Katrin Göring-Eckardt von den Grünen sprach von „einer dramatische Lage mit Ansteckungszahlen, die weit über dem liegen, was wir einfach hinnehmen könnten“. Dabei ist nirgends unstrittig definiert, was noch hinnehmbar ist und was nicht mehr. Das ist ja ein Grundproblem einer pandemiegetriebenen Politik. Und Marco Buschmann von der FDP sagte: „Ich finde, wir müssen auch in der Krise unser Grundgesetz respektieren, damit wir das bleiben, was wir sind und was wir sein wollen: nämlich ein freiheitlicher Rechtsstaat.“ Dabei ist die Betonung dieser Selbstverständlichkeit doch schon ein Indiz dafür, dass der freiheitliche Rechtstaat zumindest teilweise außer Kraft ist.

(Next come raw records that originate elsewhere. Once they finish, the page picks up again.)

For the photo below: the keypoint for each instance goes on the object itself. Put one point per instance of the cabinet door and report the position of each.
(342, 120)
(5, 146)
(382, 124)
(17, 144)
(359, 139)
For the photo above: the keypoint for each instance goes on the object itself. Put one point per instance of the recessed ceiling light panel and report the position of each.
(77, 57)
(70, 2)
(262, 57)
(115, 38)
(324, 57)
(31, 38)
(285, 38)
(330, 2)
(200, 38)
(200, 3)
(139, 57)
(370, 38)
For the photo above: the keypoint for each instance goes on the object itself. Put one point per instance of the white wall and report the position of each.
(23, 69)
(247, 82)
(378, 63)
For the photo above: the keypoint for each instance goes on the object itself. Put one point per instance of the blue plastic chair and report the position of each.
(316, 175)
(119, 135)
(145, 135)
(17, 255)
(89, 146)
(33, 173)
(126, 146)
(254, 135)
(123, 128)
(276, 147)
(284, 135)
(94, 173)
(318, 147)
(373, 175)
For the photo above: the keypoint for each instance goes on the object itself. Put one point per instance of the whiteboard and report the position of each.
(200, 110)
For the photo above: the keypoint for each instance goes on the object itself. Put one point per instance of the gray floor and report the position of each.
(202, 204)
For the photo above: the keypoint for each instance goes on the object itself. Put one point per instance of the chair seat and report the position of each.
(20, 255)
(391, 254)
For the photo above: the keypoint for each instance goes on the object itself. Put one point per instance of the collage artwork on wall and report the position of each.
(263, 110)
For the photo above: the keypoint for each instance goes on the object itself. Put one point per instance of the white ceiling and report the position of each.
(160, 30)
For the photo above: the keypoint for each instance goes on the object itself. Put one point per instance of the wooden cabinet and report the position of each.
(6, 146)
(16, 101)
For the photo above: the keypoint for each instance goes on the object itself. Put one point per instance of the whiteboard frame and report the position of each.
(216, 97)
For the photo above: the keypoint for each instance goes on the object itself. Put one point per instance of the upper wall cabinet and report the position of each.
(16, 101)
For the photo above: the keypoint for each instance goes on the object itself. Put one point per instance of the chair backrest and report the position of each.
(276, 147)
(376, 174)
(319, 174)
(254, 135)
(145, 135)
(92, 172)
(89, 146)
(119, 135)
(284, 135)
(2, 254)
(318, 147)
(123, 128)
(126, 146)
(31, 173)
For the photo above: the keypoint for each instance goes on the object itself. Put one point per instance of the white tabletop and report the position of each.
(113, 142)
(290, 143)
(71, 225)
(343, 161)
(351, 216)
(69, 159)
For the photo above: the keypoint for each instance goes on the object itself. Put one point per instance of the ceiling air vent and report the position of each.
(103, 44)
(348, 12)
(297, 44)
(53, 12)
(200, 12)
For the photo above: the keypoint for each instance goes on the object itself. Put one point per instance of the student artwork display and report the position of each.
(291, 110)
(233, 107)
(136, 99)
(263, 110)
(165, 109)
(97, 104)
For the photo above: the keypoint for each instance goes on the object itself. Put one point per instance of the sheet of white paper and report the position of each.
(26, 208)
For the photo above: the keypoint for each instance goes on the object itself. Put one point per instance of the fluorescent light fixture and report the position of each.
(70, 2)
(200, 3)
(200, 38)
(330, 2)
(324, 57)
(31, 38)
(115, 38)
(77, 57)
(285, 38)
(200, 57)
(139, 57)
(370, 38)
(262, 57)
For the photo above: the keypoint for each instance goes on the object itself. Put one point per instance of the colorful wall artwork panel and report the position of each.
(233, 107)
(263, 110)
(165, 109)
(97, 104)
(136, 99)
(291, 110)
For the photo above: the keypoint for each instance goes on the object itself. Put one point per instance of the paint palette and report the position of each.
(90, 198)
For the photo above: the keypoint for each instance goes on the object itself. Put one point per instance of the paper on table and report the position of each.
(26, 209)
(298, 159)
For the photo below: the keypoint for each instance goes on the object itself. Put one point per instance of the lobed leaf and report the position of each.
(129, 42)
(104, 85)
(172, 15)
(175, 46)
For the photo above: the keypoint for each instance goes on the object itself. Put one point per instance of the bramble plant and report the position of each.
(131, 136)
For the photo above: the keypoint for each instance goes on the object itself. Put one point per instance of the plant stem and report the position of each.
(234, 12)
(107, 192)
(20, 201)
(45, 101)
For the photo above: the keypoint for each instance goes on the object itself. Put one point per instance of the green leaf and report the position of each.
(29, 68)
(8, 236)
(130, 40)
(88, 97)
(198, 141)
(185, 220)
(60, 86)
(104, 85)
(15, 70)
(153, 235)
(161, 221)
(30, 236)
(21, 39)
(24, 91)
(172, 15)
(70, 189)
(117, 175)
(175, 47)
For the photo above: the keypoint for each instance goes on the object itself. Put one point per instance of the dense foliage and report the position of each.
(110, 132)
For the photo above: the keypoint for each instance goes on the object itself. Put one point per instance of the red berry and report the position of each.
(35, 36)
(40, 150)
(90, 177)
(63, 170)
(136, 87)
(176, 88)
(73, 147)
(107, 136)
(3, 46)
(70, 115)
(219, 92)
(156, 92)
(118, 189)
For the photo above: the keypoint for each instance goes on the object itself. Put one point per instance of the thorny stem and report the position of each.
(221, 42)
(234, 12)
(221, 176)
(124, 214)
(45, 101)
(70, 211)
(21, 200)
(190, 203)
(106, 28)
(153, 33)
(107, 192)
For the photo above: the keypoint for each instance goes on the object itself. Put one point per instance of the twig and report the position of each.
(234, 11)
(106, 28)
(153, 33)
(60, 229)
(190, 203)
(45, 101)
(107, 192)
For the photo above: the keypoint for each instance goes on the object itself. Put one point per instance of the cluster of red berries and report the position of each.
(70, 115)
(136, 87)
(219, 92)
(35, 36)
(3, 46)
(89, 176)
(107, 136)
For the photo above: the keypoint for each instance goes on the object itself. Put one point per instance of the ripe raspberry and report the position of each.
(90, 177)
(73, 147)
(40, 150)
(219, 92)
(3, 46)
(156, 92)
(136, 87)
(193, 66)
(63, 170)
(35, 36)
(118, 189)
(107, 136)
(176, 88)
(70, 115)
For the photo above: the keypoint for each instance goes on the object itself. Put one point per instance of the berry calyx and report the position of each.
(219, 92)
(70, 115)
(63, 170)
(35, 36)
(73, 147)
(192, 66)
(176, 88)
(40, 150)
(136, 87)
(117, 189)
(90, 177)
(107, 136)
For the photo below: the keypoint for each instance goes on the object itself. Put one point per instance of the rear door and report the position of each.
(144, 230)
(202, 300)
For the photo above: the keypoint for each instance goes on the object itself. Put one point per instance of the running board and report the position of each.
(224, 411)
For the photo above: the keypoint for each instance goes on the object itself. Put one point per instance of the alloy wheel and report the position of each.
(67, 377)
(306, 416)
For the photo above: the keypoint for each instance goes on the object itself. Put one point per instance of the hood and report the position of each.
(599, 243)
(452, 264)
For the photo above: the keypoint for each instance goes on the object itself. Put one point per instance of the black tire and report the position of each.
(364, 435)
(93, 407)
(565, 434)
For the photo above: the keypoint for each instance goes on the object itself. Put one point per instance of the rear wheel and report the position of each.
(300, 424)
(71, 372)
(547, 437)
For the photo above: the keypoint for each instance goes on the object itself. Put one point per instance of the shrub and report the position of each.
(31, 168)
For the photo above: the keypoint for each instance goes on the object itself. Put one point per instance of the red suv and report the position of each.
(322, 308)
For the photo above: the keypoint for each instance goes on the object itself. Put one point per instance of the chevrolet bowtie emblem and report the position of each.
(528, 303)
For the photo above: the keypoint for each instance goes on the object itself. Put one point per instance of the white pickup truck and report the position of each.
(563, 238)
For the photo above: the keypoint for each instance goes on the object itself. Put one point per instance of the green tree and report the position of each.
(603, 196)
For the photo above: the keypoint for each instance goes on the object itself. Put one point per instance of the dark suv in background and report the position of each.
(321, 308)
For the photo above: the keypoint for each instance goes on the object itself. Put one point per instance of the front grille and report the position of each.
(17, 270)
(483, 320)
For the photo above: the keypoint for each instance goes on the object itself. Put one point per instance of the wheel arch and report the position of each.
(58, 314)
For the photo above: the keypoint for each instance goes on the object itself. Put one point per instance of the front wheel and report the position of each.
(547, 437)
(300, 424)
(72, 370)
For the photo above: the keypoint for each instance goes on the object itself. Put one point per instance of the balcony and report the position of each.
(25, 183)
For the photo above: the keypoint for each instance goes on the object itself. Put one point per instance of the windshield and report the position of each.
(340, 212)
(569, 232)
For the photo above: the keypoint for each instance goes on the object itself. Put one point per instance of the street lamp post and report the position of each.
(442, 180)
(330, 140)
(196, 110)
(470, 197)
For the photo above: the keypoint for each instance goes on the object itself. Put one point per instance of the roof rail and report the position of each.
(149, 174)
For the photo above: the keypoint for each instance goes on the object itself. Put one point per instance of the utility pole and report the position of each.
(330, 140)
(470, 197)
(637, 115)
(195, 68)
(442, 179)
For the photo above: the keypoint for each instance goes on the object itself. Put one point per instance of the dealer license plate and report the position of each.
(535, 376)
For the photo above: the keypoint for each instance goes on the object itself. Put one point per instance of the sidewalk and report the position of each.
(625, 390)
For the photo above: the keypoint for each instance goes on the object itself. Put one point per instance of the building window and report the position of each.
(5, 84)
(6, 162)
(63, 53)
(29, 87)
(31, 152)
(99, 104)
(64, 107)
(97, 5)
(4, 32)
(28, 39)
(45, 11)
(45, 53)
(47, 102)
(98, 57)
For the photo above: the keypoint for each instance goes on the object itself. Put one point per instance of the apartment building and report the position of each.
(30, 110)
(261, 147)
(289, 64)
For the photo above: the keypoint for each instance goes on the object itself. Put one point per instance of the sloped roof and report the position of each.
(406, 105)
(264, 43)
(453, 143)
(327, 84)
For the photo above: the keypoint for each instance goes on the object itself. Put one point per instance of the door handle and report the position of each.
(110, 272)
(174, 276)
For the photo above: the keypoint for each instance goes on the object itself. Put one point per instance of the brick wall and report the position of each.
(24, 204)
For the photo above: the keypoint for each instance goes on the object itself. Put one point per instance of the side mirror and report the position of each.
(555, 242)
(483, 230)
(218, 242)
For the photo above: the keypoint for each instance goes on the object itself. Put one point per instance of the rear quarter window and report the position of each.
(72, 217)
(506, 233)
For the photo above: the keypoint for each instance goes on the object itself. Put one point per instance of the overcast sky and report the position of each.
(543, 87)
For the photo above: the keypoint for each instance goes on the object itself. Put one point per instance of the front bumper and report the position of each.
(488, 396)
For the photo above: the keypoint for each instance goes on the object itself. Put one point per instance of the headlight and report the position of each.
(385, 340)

Über 80 Milllionen Individuen

Nun wäre es aber auch unfair, an dieser Stelle mit dem Finger nur auf die Politik zu zeigen. Denn die Verantwortlichen im Deutschen Bundestag und in den Bundesländern – und das geht bei der ganzen Schimpferei auf „die da oben“ häufig unter – versuchen eben auch, einen Spagat zu schaffen zwischen einer Vielzahl an Forderungen aus der Bevölkerung, die zu keinem Kompromiss führen können. Die einen wollen mehr Freiheit, die anderen weniger. Verschärft man die Regeln, werden die einen wütend. Lockert man sie, schimpfen die anderen. Und immer sind sich alle ständig einig, dass es so, wie es gerade ist, definitiv nicht bleiben darf. Denn im Spannungsfeld zwischen „Corona ist ungefährlich“ und „Corona ist tödlich“ wird in einem Land mit über 80 Millionen Individuen, von denen jedes seine eigenen Ängste und Sorgen hat, logischerweise hart gestritten.

„Wir müssen uns damit auseinandersetzen, dass das Virus eben nicht weg ist“, sagte Scholz am Donnerstagvormittag. Richtig wäre eigentlich gewesen: Wir müssen uns damit auseinandersetzen, dass das Virus nie weg sein wird. Und bei allen Diskussionen über die konkreten Maßnahmen, mit denen wir durch den Corona-Winter kommen wollen, wäre es eben an der Zeit, noch eine zweie Debatte anzustoßen. Nämlich die, wie wir lernen, dauerhaft mit dem Virus zu leben. Die Geimpften mit den Ungeimpften. Die Sorglosen mit den Ängstlichen. Nicht nur im anstehenden Winter, sondern weit darüber hinaus. Denn sonst bleibt doch nur alles anders – und wir drehen uns weiter im Kreis. Und drehen uns im Kreis. Und drehen uns im Kreis.